While the Beverly sidelines "erupted as if they had won the Super Bowl" as Stellato recalls it, Perrone remained calm and, on a fourth down of their own from midfield, dialed up a skinny post for DePena who caught a great pass from Stellato down to the Beverly 3-yard line with just seconds remaining. The E-Train then plunged his way into the end zone, securing the win.
That holiday triumph would be Perrone's final victory as a high school football coach. Having qualified for the state playoffs, Salem fell to Whitman-Hanson the following Saturday, 13-0, in the Division 3A Super Bowl.
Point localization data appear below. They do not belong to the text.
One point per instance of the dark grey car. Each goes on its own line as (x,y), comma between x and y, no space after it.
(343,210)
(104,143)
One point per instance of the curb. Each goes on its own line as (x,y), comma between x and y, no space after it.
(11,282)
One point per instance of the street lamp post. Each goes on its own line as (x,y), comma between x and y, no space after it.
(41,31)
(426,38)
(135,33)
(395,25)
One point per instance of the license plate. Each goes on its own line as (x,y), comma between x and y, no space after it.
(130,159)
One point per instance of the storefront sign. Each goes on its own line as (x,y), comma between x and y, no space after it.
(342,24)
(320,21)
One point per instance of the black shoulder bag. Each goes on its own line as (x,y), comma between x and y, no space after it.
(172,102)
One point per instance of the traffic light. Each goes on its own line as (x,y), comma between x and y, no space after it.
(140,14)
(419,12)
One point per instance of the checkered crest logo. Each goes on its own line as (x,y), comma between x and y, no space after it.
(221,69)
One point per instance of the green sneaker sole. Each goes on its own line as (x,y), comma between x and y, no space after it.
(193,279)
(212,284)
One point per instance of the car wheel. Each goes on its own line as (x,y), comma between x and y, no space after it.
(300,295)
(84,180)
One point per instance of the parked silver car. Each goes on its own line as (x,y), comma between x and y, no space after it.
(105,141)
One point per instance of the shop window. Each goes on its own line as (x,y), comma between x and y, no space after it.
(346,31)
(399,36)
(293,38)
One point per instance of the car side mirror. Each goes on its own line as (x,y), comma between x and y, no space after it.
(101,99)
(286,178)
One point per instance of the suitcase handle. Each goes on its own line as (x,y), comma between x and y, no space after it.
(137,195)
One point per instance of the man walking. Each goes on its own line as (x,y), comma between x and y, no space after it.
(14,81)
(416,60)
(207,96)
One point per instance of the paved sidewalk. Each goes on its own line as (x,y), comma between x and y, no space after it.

After the loss, Perrone and all of his assistants were fired from their coaching positions. To this day, Perrone has not coached a down of football since.
From one Witch to another
Perrone was born on June 21, 1935, in Hamden Conn., but got his career started in Maine at Dixfield High (5-3) and John Bapst (47-6-0) after graduating from the University of Maine at Orono. Bapst is where Perrone first met Marcoulier, who was a player there from 1963-65.
In the last game of the team's undefeated '65, campaign Marcoulier remembers his team trailing at halftime until Perrone made his players strip off their home white uniforms and change into green jerseys in honor of the school's old nickname, the Fighting Irish.
"It was a motivational thing; we were all psyched up. If (the jerseys) were good enough for the old guys, then they were good enough for us," said Marcoulier. "We came back and held on to win by a point, 13-12. it was something Ken just pulled out of his hat."
It was one of five undefeated seasons Perrone enjoyed in his 37 seasons coaching football (he has added two in baseball).
After Marcoulier graduated, Perrone brought him on his coaching staff and the two moved over to Brewer, where Perrone led the 1970 team to an undefeated season in which they were ranked No. 1 in Maine and New England and No. 5 nationally — a feat no other coach in Massachusetts or Maine has achieved since.